Publié le 27 Septembre 2008

Kyle Gann : quand la technique mène au sublime, musiques pour disklavier et pour trois pianos.
     Le disklavier n'est plus le piano mécanique aux rouleaux de papier perforé, meuble de saloon ou instrument de bastringue dont le succès culmina dans les anées 1920. Il est numérique et piloté par ordinateur. Kyle Gann l'utilise certes pour produire une complexité rythmique ou une rapidité d'exécution inaccessible aux meilleurs pianistes, mais la virtuosité n'est pas une fin en soi. Le compositeur américain traverse l'histoire de la musique avec une jubilation réjouissante pour nous emmener sur ses territoires secrets. Nude rolling down an escalator, série de dix études  pour disklavier proposées dans un apparent désordre, offre des plages exubérantes, pleines d'humour et de charme : le disque s'ouvre sur une sorte de ragtime échevelé, Texarkana, surprend plus loin par une réécriture réfractée et distanciée de fragments de sonates de Beethoven dans Petty Larceny, une Folk Dance for Henry Cowell  délicate et gracieuse, un tango déconstruit obsédant, Tango da chiesa. Alternant avec ces petites pièces pour mélomanes gourmets, quelques études plus longues laissent apparaître le tempérament profond de Kyle, son goût pour ce que j'ai envie d'appeler une forme de transcendantalisme, surtout si l'on songe à la pièce pour piano On reading Emerson présente sur son plus récent disque, Private Dances (cf. article du 29 août ). La pièce éponyme, hommage indirect au Nu descendant un escalier de Marcel Duchamp, prend des résonnances vertigineuses dans son cubisme éclaté et inquiet. Cosmic Boogie-Woogie, un des très grands moments du disque, célèbre un Terry Riley qui combine rythmique jazz et motifs minimalistes répétés pour nous transporter dans une prairie mystique infinie. Avec The Waiting, le disklavier devient méditatif, se dépouille, dans le sillage revendiqué de Morton Feldman : des arpèges d'une incroyable densité se développent parfois sur un fond balbutiant, des dissonances nuageuses comme un questionnement en filigrane. Ce premier chef d'œuvre annonce le second, placé à la fin de l'album, Unquiet Night, plus de seize minutes pendant lesquelles on oublie complètement la dimension mécanique du piano : composition orchestrale, qui joue sur six ou sept couches sonores pour créer un univers onirique et sensible, frémissant. C'est admirable de bout en bout, un sommet de la littérature pour piano et de la musique de ce début de siècle, fragment arraché d'un monde flottant pour nous sauver de la dictature de la réalité.
Paru en 2005 chez New World Records / 10 plages / 61 minutes environ
 
Kyle Gann : quand la technique mène au sublime, musiques pour disklavier et pour trois pianos.

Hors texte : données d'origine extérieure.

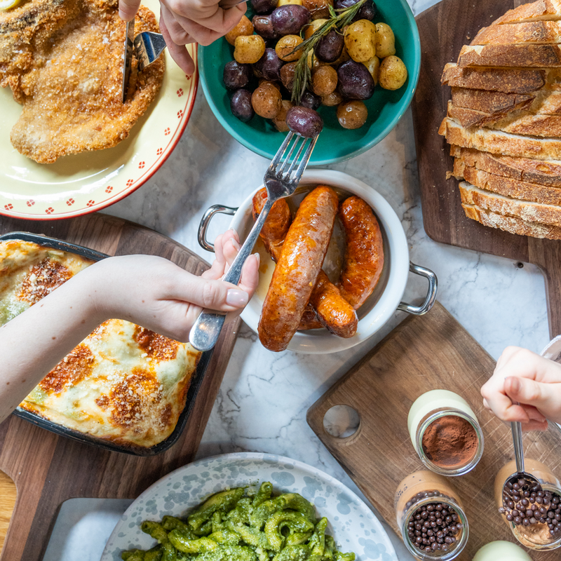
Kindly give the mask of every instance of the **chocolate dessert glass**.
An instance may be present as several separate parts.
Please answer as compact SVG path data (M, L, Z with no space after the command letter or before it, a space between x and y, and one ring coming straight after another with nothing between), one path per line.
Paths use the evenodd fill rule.
M407 426L421 461L442 475L461 475L483 454L483 433L468 403L448 390L431 390L414 402Z
M524 469L538 480L541 489L532 492L522 485L518 489L512 489L516 494L513 497L511 492L505 503L503 487L506 480L516 473L516 462L509 461L495 478L497 508L501 509L503 520L522 546L536 551L561 547L561 484L540 461L525 458Z
M450 480L428 470L407 475L394 501L407 550L421 561L455 559L468 541L468 519Z

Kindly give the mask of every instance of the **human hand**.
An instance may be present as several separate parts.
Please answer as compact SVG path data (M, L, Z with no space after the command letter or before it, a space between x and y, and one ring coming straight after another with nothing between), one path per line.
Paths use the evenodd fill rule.
M132 20L141 0L119 0L119 15ZM235 27L245 13L245 3L239 0L160 0L160 31L168 50L177 65L190 75L195 65L185 45L210 45ZM236 5L237 4L237 5Z
M525 431L561 423L561 365L525 349L508 346L481 388L484 405ZM516 404L520 405L516 405Z
M90 292L100 292L94 302L102 320L119 318L187 342L203 308L228 312L227 321L237 316L253 295L259 276L257 254L246 260L238 286L219 280L239 248L239 238L234 230L219 236L215 243L215 259L201 276L163 257L125 255L103 259L76 278L88 280ZM84 278L88 273L90 278Z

  Unquiet Night est le prolongement de Long Night, pour trois pianos, pièce de 1981 dont les trois parties ont été enregistrées en studio par la seule Sarah Cahill. Le label Cold Blue Music a ressorti en 2005 sur un cd à petit prix cette oeuvre de vingt-cinq minutes, plus belle encore si possible, d'une intensité bouleversante. Sarah Cahill transfigure la composition par son toucher transparent, comme suspendu, sa manière de sculpter le moindre relief sonore pour l'éclairer de l'intérieur. Car une constante lumière ne cesse de sourdre de cette longue nuit, de ce dialogue attentif entre les strates d'une âme qu'on dirait épandue sur l'univers comme une aube souveraine. 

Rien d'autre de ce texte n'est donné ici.